The eurozone's third-largest economy, Italy, is planning to raise up to €8.0bn in bonds due in three, seven and 10 years in a sale that is being closely watched by the international financial markets.
The bond sale expected at around 10:00 GMT will come after the release of a business confidence index for December - a month in which the retail sector has struggled due to a plunge in Christmas consumption compared to last year.
Prime Minister Mario Monti will give a press conference at 11:00 GMT.
The Treasury on Wednesday raised €9.0bn in six-month bonds at a rate of 3.251% - half the rate of 6.504% it was forced to pay in November and below the level of 3.535% it paid in October.
Analysts suggested that banks making use of low-cost European Central Bank (ECB) money were largely behind the auction's success, along with a tough austerity plan to right Italy's struggling public finances adopted earlier this month.

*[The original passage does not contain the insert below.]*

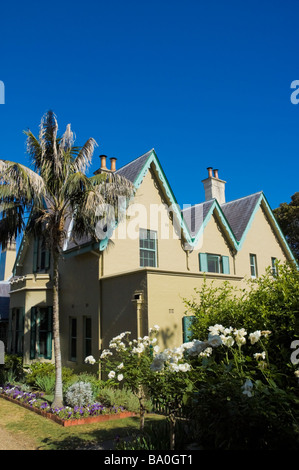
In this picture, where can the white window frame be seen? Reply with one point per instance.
(253, 265)
(151, 250)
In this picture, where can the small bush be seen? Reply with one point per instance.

Borrowing costs have spiked to record highs across the 17-nation eurozone in the past few months over fears that economies like Italy could be forced to seek giant international bailouts after Greece, Ireland and Portugal.
European leaders have agreed to strengthen rules and sanctions for keeping public accounts in order, but there are lingering doubts about the deal and about the impact of an expected slowdown in eurozone growth in 2012.

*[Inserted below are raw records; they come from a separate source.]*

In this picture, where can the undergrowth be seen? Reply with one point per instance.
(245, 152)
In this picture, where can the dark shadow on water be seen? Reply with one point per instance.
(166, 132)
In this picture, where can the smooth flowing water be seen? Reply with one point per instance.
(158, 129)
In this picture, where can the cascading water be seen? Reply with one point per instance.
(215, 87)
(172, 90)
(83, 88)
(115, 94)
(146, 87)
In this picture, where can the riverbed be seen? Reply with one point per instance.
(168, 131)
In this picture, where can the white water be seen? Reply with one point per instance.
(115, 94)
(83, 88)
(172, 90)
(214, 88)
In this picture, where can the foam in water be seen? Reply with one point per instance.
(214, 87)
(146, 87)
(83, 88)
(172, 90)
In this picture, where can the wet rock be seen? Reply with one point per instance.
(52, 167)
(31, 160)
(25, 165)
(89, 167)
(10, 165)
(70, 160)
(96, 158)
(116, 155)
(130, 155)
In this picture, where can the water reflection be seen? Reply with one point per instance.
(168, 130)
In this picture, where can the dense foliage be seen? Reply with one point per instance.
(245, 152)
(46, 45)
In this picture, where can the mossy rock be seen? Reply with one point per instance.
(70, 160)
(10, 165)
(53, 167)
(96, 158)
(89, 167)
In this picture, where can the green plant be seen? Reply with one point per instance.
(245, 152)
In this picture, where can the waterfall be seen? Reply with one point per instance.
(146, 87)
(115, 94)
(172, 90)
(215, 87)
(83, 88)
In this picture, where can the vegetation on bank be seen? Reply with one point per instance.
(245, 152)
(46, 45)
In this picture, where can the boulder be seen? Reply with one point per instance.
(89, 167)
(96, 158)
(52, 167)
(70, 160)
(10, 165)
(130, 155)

Italy took its first step into recession with an economic shrinkage of 0.2% of output in the third quarter and the government is forecasting a contraction of 0.4% in 2012, adding pressure for pro-growth reforms.
Italy spooked the financial markets this year with its painfully low growth and a sharp rise in borrowing costs, raising fears of an imminent blow-up of its giant debt - equivalent to 120% of gross domestic product.
Silvio Berlusconi's replacement by Monti as prime minister in November has helped calm nerves, although there is still concern about the impact on the economy of his draconian plan which includes tax increases and pension reforms.
The rate on 10-year bonds has hit well above 7.0% this year - far higher than a level seen as sustainable - and the ECB has been forced to intervene with massive bond purchases on the secondary market.
Analysts suggested the ECB may also have had a role in Wednesday's dramatic drop in Italian bond rates as last week it provided banks with a record €489.2bn in three-year loans at an interest rate of just 1.0%.
While the injection was made to avoid a credit crunch, the low rate makes it easy for banks to make money off higher-yielding bonds and analysts have been anticipating the funds may help lower government borrowing costs.
Gregorio De Felice, chief economist at Intesa Sanpaolo bank, was quoted by La Repubblica daily as saying: "The success was determined, especially on the institutional investor front, by the European Central Bank auction.
"Investors still need to gain some confidence on the long term," he said.
MoneyCorp analyst Mark Deans said: "While Italy managed to have a successful auction of short-term six-month debt, market jitters are still there in regards to the 10-year debt on offer by Italy in tomorrow's trading session."
Italy will have to raise some €450bn on the debt markets in 2012 - with around €53bn to be raised next month - and analysts say it will struggle if the relatively high rates seen recently persist.